Tejay Van Garderen – why is he here? No sign of any attacking yet from the American, so I’m expecting something soon. On paper, one of the best climbers in the race. If he makes the break, he has a wonderful chance.
Christophe Riblon – the invisible man! We haven’t seen him yet, but he does love a proper mountain stage. He’s won on Alpe d’Huez and Aux 3 Domaines, so watch out for him here.
Pierre Rolland – another classy rider, with plenty of big wins in his career. He tried to catch Calmejane, but failed, on Tuesday. Rolland is looking to ride himself into a bit of form, this stage also looks good for him.

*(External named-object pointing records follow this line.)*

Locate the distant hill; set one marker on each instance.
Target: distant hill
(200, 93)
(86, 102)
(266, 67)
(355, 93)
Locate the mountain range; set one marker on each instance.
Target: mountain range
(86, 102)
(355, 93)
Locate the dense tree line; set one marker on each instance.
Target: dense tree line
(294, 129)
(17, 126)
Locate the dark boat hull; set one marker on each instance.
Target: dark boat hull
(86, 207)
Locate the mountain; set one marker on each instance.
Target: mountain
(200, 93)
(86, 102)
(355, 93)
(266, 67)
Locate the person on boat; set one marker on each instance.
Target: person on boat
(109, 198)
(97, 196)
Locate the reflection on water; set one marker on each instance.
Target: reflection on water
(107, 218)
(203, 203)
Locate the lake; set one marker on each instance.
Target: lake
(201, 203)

Such a good climber, he has a strong chance of success.
Merhawi Kudus – the 22 year old from Eritrea, is a rising star in the world of cycling. That first big win is just around the corner, but depends on team tactics, if Fraile is also in the move.
David Arroyo – probably his last grand tour, his 17th in total. He is a real classy rider, very popular amongst his teammates. It would be great to see him roll back the years.
Alejandro Valverde – 79 race days, 3 grand tours and plenty else! The amazing season continues. There is still no sign of Valverde getting tired, his rivals should worry. This is a climb he knows well, so should approach the stage with confidence. He will be perceived as less of a GC threat than Quintana, that could buy him a little freedom at the very end of the stage.
Nairo Quintana – treated us to a masterclass on La Camperona. It was great to see him back to his best, after a frustrating Tour de France. Dropping Froome must have filled him with confidence and he’ll look to put more time into his rivals. Will form a strong alliance with Valverde.
Alberto Contador – despite his crashes, he keeps bouncing back. He also knows the climb well, it’s one that really suits his constant attacking. Hopefully he is 100% fit and can unleash his inner beast.
Chris Froome – climb doesn’t really suit him, he’ll try to limit his losses.
Esteban Chaves – was not at his best on Saturday, I don’t think he wins this stage, but he should still be close to the others.
How much does Movistar want a stage? They need to chase all day, but will still be concerned that Contador or Froome takes the stage. I think they’ll let the break go. In that case, I’ll go with Tejay Van Garderen. He’s done nothing so far, hopefully that doesn’t continue!
Back in the GC group, I expect to see one of the Movistar men taking a little bit of time, but the gaps will still be small between Valverde, Quintana, Contador, Froome and Chaves.